We parked above North Canal street and started down to the bridge. There is a Canal Street because Peninsula was a canal town. On my list of things to do, talk to Skip and get the history of Canal Street. The vacation of Canal Street is a great story.

The white building was the first store in town. The next building with the tile roof was the bank, until the Great Depression.


This is for Laura, who frequently finds eyes in trees.





On the way. The steps of the house on the corner of Main Street and North Canal. They use the back door.

Steps and the stone marker at the white store. There is so much stone in this town...




Going past the bank building. The steps go down to a studio apartment, rented in the last few weeks.  They inherited some landscaping in front of and behind the guard rail that protects the public from the towpath and the river below.

Some folks know who planted some of the plants, some know who planted others; no one knows who planted most. A perfect sort of community garden. Pardon the shadow; someone had to take the picture.


We're almost to the bridge, where the garden club ladies rule. I looked down and saw one secret to their success.


First box on the north side of the bridge.



A few steps further, the towpath is visible below. A beautiful morning to be out on the towpath.



The next flower box.


Laura, waiting to show something to me. That's Evelyn, one of the garden club ladies. It's her Saturday to water and prune.


Laura wanted me to see the spider web and take a picture of the four captured prey in it.
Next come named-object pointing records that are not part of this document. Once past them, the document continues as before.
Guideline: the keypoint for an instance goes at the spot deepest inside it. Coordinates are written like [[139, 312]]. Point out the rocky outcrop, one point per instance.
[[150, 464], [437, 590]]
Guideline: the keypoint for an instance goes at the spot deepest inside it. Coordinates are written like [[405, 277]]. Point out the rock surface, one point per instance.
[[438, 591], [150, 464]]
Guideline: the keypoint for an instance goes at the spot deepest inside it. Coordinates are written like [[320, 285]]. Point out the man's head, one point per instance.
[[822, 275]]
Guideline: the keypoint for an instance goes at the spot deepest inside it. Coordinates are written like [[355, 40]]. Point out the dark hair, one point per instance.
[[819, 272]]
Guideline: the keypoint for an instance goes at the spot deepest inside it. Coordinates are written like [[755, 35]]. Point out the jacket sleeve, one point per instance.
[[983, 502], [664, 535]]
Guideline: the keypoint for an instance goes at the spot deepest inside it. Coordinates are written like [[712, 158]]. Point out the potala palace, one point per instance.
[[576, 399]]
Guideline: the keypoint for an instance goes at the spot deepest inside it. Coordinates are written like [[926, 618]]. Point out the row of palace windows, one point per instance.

The best I could do without an eye piece. If Laura gets much more inquisitive about pictures, I will have to show her how to use the camera.



Another spider web attempt that is a nice picture of a happy river. Nothing like the day after the floods and we stopped to watch the river roar.
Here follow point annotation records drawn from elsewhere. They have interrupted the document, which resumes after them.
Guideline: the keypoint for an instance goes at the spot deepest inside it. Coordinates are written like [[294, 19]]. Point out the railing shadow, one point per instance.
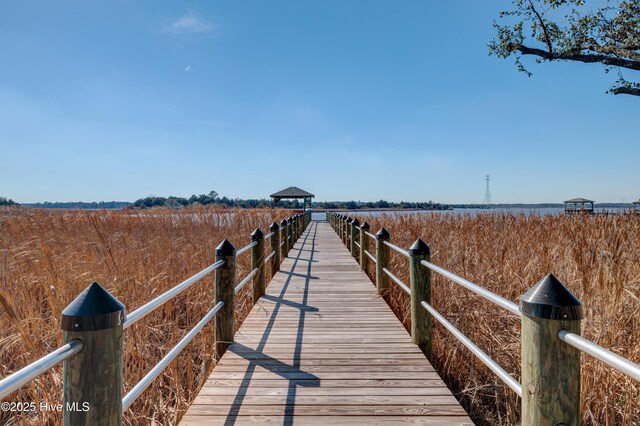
[[307, 379]]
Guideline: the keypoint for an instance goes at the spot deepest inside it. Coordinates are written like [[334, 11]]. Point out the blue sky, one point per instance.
[[346, 99]]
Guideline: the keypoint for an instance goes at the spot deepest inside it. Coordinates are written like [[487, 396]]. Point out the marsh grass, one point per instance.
[[596, 257], [48, 257]]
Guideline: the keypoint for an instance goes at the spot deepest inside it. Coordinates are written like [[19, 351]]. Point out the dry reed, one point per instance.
[[596, 257], [48, 257]]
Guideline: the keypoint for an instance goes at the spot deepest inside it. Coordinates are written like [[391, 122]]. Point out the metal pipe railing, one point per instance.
[[621, 364], [246, 280], [372, 257], [159, 367], [492, 297], [482, 356], [396, 248], [15, 381], [145, 309], [266, 259], [245, 248], [397, 281]]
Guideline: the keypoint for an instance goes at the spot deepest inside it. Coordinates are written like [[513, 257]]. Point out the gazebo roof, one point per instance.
[[292, 192], [579, 201]]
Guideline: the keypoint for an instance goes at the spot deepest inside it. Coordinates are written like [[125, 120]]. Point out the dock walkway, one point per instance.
[[320, 347]]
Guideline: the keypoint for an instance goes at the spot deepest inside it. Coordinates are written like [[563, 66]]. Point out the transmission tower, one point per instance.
[[487, 192]]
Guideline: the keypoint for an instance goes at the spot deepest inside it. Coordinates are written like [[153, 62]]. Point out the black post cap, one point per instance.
[[225, 249], [94, 309], [419, 248], [550, 299], [382, 233], [257, 235]]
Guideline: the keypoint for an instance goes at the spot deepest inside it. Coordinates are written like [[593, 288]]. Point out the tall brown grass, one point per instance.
[[48, 257], [596, 257]]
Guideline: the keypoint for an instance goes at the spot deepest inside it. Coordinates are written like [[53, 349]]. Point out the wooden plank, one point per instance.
[[335, 420], [324, 410], [319, 345]]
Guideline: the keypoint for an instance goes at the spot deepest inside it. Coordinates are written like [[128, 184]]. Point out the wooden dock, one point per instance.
[[320, 347]]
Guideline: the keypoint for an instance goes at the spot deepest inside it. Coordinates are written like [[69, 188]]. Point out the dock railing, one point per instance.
[[94, 322], [550, 315]]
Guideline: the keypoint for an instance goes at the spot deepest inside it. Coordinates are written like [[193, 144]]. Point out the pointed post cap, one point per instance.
[[257, 235], [419, 248], [550, 299], [382, 233], [94, 309], [225, 249]]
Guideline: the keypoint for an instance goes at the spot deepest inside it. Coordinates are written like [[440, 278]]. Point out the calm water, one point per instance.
[[542, 211]]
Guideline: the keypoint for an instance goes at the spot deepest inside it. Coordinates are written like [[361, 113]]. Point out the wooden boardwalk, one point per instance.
[[321, 348]]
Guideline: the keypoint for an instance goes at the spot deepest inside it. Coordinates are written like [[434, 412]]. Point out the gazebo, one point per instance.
[[579, 205], [293, 193]]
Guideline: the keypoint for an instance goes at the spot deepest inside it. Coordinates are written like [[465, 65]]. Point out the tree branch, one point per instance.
[[612, 50], [544, 27], [581, 57], [624, 90]]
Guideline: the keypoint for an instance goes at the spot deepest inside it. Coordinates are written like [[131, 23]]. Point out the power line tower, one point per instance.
[[487, 192]]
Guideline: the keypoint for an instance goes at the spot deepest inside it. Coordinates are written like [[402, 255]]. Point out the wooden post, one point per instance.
[[283, 234], [92, 388], [363, 246], [420, 279], [347, 231], [550, 367], [257, 261], [288, 243], [382, 261], [275, 247], [225, 283], [355, 223]]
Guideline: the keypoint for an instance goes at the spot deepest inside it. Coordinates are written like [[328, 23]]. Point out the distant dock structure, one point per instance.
[[292, 193], [579, 205]]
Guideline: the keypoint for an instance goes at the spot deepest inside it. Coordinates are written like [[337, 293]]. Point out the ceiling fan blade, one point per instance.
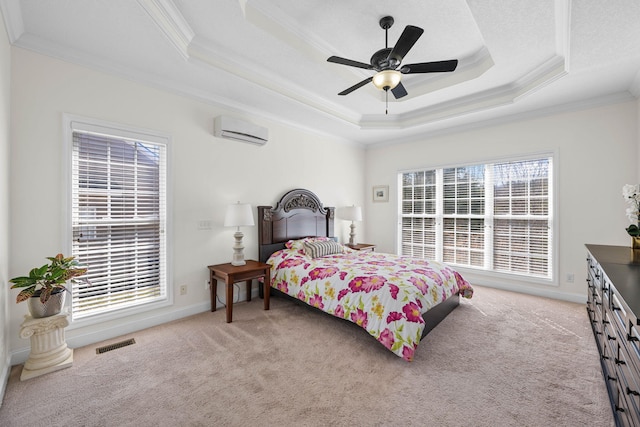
[[399, 91], [430, 67], [349, 62], [356, 86], [407, 39]]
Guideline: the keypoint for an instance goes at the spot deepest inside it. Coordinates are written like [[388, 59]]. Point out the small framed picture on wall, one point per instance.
[[381, 193]]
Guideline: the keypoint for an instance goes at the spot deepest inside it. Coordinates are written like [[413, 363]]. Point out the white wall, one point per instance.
[[5, 100], [597, 153], [206, 174]]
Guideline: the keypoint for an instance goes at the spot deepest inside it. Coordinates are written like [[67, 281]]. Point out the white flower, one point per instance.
[[631, 194]]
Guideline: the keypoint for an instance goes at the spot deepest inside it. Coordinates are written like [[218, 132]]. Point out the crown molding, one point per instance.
[[601, 101], [168, 18], [12, 14]]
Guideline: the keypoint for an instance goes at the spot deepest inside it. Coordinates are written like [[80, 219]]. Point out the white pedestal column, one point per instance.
[[49, 351]]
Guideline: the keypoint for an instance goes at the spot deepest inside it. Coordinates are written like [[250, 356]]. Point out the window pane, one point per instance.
[[118, 221], [455, 201]]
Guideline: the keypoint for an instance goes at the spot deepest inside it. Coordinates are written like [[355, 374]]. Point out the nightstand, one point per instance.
[[364, 247], [231, 274]]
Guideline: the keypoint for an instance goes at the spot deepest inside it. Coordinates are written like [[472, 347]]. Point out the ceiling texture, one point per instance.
[[268, 58]]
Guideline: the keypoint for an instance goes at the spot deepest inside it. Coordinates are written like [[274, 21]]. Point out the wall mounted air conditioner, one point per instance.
[[239, 130]]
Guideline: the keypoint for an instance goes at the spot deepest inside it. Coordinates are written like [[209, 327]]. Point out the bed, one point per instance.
[[397, 300]]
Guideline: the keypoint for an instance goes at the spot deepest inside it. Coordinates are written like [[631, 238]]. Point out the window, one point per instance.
[[118, 218], [493, 217]]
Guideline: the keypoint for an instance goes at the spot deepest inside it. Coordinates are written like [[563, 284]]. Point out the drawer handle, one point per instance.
[[635, 393]]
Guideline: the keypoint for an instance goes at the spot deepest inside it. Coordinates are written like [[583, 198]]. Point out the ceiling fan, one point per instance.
[[387, 62]]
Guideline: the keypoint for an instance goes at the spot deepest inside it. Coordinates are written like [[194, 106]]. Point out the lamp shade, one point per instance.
[[353, 213], [387, 79], [238, 215]]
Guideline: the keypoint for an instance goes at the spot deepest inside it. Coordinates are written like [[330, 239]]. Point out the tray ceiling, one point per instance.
[[268, 57]]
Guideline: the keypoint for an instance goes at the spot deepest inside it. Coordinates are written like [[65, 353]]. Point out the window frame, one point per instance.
[[75, 122], [493, 277]]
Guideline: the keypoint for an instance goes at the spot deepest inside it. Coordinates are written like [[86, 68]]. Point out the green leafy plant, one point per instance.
[[48, 278]]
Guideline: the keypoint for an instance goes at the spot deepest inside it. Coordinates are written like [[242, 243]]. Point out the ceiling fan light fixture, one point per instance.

The next to the last box; with a black and yellow bumble bee. My camera, which I've said for days needed recharging, quit.  

My plan had been a leisurely stroll back up the hill, taking pictures of the flower boxes on the other side. That plan dashed, I trudged back up. Laura may have skipped.

When I take pictures of the rest of the boxes I will see how to be higher and include the river. The sidewalk is fairly narrow on this side and I had to be concerned about stepping off the curb.

I'm sure you recall the garden club women blocked the great State of Ohio from installing standard issue Ohio Department of Transportation railings on this bridge when it was last repaired. They got 1930's style railings, with flower box holders and flag holders.

And, they just got a grant to have the railings sanded and repainted in the fall. These women don't wait around for ODOT.